After that king Tarquinius was driven away by the Romans, the season of the ancient monarchy came to an end.
The first military expansion of Rome was characterized by the Republican phase. The Senate elected two consuls and the religious matters were managed by a priest. The government was in the hand of the nobles -the patricians-, members of the Senate who could also assume public offices.

The plebeians fought in the wars, with bad consequences on the management of their fields and for the craftmanship activities, but they did not participate the division of the conquered lands. After every war, the distance between the classes (or we should better say castes) grew. Plebeians, by increasing their debts, often became slaves.
Hard fights were necessary for the patricians to accept the figure of the tribunus plebis: two magistrates who represented the plebs in the Senate: they could use their veto to reject the laws.
The most important gain for the plebeians were the XII tabula (tablets) laws (engraved in 450 B.C. on bronze boards that were shown in the forum, the most important place in the city). They were the first form of written law emanation, even though another 150 years had to pass before the plebeians could access public offices.

The Roman wars crushed the Etruscans, Volsci, Equis, Sannites; finally Rome grasped the commercial power on the sea with the war agaisnt Taranto and other Greek colonies. Between the 5th and the 3rd century BC, the Romans occupied the whole peninsula, nevertheless, the losers were not enslaved yet forced to accept the laws of Rome and the Latin as language.

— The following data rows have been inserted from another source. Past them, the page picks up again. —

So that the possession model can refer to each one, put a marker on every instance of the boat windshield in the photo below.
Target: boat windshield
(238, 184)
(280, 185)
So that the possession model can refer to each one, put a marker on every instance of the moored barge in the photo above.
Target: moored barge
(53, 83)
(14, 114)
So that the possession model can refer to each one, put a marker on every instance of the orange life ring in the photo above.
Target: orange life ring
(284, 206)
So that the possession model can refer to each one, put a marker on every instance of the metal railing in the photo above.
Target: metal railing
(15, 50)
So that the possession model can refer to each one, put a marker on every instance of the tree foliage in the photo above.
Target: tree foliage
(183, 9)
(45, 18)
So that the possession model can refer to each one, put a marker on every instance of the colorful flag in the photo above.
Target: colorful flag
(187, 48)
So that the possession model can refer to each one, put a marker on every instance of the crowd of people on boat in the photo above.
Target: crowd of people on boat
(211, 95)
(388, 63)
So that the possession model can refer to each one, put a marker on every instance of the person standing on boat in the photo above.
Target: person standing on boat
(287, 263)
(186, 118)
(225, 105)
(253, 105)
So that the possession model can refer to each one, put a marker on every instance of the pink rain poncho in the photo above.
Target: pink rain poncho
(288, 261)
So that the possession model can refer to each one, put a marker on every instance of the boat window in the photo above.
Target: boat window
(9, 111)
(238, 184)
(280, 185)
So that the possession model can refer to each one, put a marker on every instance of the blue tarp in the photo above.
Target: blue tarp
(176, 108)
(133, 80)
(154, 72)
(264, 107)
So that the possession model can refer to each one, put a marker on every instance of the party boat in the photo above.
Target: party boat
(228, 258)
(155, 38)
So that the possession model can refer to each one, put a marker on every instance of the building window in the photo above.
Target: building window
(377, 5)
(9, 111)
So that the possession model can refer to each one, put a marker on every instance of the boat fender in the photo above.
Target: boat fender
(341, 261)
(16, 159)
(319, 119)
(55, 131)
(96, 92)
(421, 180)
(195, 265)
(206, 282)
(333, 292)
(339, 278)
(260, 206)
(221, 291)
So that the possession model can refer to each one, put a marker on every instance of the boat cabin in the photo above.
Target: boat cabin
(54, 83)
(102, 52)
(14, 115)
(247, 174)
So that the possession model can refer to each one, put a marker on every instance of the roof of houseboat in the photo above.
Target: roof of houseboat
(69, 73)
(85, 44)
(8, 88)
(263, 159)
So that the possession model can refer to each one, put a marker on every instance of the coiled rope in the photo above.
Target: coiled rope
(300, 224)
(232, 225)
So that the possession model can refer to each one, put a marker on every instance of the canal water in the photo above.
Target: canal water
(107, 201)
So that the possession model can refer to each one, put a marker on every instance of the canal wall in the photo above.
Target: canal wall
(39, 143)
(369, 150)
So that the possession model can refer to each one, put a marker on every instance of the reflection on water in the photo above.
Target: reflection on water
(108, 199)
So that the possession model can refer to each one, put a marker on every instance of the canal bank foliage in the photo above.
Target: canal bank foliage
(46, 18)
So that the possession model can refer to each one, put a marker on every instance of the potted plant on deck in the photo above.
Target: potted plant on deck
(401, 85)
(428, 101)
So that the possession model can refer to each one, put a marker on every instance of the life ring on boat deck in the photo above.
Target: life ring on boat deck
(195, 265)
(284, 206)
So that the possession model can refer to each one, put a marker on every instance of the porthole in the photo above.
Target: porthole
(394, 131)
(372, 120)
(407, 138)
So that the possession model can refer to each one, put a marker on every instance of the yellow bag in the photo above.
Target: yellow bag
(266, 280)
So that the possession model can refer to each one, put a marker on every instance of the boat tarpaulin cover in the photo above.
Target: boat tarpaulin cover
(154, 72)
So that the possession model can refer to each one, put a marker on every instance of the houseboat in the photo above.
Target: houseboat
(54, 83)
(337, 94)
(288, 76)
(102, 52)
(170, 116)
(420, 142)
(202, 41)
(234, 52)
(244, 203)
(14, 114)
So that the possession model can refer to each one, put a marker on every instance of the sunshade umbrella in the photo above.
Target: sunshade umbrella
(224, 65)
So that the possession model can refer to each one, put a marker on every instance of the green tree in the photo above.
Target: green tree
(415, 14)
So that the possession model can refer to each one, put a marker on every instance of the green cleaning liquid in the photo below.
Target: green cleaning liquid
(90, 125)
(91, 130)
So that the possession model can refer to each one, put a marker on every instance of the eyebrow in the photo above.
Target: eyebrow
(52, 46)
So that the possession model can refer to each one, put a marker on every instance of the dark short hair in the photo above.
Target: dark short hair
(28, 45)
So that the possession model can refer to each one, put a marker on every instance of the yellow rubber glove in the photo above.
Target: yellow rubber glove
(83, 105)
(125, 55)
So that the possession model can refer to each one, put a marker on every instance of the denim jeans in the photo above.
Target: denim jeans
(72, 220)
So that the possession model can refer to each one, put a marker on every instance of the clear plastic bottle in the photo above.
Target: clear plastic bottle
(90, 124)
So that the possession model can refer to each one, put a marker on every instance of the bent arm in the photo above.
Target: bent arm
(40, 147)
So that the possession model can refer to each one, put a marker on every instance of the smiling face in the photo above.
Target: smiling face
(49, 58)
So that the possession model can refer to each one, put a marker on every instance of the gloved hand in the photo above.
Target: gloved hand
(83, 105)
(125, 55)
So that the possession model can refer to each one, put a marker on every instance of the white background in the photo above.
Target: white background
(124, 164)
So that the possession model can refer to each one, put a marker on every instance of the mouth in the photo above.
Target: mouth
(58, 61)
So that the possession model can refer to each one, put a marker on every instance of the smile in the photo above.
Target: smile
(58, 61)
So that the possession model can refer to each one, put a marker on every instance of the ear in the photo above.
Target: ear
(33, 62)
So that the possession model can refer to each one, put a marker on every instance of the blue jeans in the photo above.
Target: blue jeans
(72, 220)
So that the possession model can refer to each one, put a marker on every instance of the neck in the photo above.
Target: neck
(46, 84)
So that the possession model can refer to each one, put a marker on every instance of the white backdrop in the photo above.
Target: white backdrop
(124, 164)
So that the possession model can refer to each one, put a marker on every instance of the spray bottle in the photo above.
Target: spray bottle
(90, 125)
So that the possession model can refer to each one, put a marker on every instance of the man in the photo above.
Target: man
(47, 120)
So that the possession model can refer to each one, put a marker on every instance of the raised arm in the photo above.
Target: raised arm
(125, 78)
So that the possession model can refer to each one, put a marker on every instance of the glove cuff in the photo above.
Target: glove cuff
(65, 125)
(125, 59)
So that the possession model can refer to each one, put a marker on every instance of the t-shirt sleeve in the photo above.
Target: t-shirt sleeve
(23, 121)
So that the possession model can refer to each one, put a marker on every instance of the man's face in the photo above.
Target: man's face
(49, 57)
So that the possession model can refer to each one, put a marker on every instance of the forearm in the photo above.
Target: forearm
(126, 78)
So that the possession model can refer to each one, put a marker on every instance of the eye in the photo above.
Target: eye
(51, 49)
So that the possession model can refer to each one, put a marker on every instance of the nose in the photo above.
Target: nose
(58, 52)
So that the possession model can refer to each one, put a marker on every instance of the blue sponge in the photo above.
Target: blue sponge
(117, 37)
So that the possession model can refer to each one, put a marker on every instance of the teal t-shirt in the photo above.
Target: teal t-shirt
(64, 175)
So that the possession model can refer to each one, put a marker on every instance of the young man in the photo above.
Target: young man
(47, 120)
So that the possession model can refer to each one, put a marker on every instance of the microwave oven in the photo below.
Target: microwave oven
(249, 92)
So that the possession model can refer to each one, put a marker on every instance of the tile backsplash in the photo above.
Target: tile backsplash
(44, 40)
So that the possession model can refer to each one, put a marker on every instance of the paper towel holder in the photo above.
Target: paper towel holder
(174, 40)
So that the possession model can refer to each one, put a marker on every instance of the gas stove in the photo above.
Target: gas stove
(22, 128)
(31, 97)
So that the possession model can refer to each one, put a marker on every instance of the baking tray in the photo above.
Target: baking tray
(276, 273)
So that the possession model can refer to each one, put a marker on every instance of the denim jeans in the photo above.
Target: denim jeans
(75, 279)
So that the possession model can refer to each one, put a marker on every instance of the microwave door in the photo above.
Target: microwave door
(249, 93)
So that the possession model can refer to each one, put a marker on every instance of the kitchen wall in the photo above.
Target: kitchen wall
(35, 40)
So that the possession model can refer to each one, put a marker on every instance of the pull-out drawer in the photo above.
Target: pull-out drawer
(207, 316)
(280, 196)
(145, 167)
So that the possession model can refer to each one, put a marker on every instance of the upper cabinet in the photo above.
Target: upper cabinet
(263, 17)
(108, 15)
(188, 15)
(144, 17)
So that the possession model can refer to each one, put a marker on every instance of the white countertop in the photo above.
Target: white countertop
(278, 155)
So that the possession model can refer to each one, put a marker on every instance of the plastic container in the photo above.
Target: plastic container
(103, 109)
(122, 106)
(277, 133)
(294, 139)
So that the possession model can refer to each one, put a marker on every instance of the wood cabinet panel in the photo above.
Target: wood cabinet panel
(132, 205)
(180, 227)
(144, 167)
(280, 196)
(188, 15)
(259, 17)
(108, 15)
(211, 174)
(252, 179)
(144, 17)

Finally, Rome challenged the powerful Carthago (founded by the Phoenicians). The wars against the new enemy lasted more than expected with alterning fortunes; Rome was almost destroyed by the general Annibalis, who reached the Italian peninsula from Spain.
In the end, Rome conquered Spain and the colonies of Carthago, and destroyed the city itself completely, hence the motto DELENDA CARTHAGO.
In that very year (146 B.C.), also Greece became a Roman province.